After all, a high-quality response can certainly influence a company’s long-term reputation recovery, Jack Myers, a seasoned crisis PR expert with ransomware experience, says. BA’s notorious 2018 data breach, for example, shows its “quiet” response did far more harm than good. By trying to kill the story with silence, BA essentially fed the news cycle for four-to-five months, he suggests, adding national media will spot a lack of transparency and cling to it.
Norsk Hydro’s breach a year later, by contrast, will go down as the gold standard for post-incident business communications, with Myers suggesting the firm may have even enhanced its reputation. Firstly, it appointed its CIO as its chief spokesperson – adding an air of legitimacy – in addition to being open and honest about what happened, and what the company was doing to fix it.

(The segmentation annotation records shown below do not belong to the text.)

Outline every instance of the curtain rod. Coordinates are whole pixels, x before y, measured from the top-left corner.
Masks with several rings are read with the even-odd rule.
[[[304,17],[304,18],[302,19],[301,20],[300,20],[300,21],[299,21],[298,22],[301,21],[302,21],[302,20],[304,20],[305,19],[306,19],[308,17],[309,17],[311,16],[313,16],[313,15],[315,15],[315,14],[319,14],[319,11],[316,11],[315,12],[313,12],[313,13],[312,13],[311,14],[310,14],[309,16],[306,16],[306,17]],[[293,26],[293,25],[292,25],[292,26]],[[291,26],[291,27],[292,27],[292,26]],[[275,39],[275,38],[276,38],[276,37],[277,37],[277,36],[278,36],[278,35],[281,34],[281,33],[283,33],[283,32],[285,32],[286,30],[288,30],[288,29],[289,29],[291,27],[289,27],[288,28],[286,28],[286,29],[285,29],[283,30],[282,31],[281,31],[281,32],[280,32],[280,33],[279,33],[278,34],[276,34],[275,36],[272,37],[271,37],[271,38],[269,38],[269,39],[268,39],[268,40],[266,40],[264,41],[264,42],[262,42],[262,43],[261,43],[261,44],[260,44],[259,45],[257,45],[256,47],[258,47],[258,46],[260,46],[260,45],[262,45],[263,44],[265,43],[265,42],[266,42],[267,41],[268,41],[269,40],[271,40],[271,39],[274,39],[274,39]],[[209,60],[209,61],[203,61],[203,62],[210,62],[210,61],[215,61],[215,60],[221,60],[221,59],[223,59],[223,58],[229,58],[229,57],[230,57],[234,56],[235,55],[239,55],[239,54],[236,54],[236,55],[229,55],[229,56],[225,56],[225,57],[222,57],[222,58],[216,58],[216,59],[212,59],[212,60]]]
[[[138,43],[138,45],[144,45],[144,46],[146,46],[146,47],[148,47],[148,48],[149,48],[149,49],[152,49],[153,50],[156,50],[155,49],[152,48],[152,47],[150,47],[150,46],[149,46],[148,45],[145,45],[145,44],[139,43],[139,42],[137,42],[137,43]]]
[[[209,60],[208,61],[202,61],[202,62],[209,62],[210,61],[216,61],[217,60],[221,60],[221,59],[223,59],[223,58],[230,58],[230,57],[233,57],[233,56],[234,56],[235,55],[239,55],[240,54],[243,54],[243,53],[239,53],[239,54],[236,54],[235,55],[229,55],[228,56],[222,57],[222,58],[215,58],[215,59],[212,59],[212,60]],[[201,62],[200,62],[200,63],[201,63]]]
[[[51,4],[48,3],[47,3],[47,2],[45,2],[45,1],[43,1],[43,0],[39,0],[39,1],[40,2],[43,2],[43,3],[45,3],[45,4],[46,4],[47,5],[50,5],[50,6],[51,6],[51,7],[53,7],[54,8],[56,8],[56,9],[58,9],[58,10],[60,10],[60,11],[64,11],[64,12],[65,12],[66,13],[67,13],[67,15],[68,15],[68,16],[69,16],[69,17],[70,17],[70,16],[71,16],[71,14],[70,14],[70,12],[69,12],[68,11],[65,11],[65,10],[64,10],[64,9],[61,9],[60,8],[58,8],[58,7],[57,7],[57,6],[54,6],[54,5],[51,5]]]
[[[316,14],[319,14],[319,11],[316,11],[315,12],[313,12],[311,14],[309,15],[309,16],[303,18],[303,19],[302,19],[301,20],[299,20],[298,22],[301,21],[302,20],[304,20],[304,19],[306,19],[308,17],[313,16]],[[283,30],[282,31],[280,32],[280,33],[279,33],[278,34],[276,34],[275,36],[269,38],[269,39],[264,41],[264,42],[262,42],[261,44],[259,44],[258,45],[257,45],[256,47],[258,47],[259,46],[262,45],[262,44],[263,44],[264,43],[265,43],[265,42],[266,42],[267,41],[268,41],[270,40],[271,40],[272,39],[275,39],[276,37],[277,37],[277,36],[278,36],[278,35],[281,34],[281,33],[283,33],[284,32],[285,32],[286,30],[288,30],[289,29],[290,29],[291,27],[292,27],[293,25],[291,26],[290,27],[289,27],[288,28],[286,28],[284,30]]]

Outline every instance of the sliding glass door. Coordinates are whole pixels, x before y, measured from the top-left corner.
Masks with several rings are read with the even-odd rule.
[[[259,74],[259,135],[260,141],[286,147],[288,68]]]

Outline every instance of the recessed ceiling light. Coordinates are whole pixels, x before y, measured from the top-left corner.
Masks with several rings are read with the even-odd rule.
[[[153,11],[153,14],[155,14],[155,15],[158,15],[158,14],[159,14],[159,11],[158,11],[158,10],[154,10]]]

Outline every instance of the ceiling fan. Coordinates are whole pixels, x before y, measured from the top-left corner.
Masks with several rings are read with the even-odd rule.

“It didn't feel like evasion at all, it felt like acceptance of the issues that led to the cyber incidents, but also allowed someone with all the details at hand to offer that positive messaging around what's gone wrong and what they were doing,” says Myers. “That killed the story quite quickly.”
Turning the tide
Analysts are torn over whether businesses have learned anything substantial over the years, with geography also playing a surprising role in this difference. While UK-based Mark Harris says businesses were getting better, US-based Steve Turner argues companies are only taking a "good enough” approach. This can be explained by regulatory differences; EU-based organisations are bound by the General Data Protection Regulation (GDPR), whereas the US approach is more relaxed and often outdated rules differ between states. Only the California Consumer Privacy Act coupled with the California Privacy Rights Act offer protections akin to GDPR.
This contrast is also exemplified by how businesses on either side of the Atlantic handled data breaches recently. Last year’s GoDaddy’s breach, for example, was only made public by journalists investigating difficult-to-locate SEC filings; only after reports began feeding the news cycle did the firm disclose the incident publicly.
Norway-based Volue, which suffered a Ryuk attack last May, meanwhile, created a live blog covering its response, and provided regular updates on the disruption. It even published the CEO’s phone number so customers could call with any queries.
It’s clear to see many companies are learning how to handle ransomware incidents responsibly, considering the standout cases presented by Norsk and Volue. These two cases, though, are just that: standout. We’re some distance away from companies universally understanding their customers deserve honesty and transparency when their data is on the line.
We must all factor in, and sympathise with, the company-wide frenzy that will undoubtedly take hold in the minutes immediately following an attack, and that frenzy can certainly lead to very poor decision-making. Nevertheless, it shows bravery for a company to go out on the front foot and admit they’ve dropped the ball; the sooner it’s understood that open and honest communication is almost always a winning strategy, the better for us all.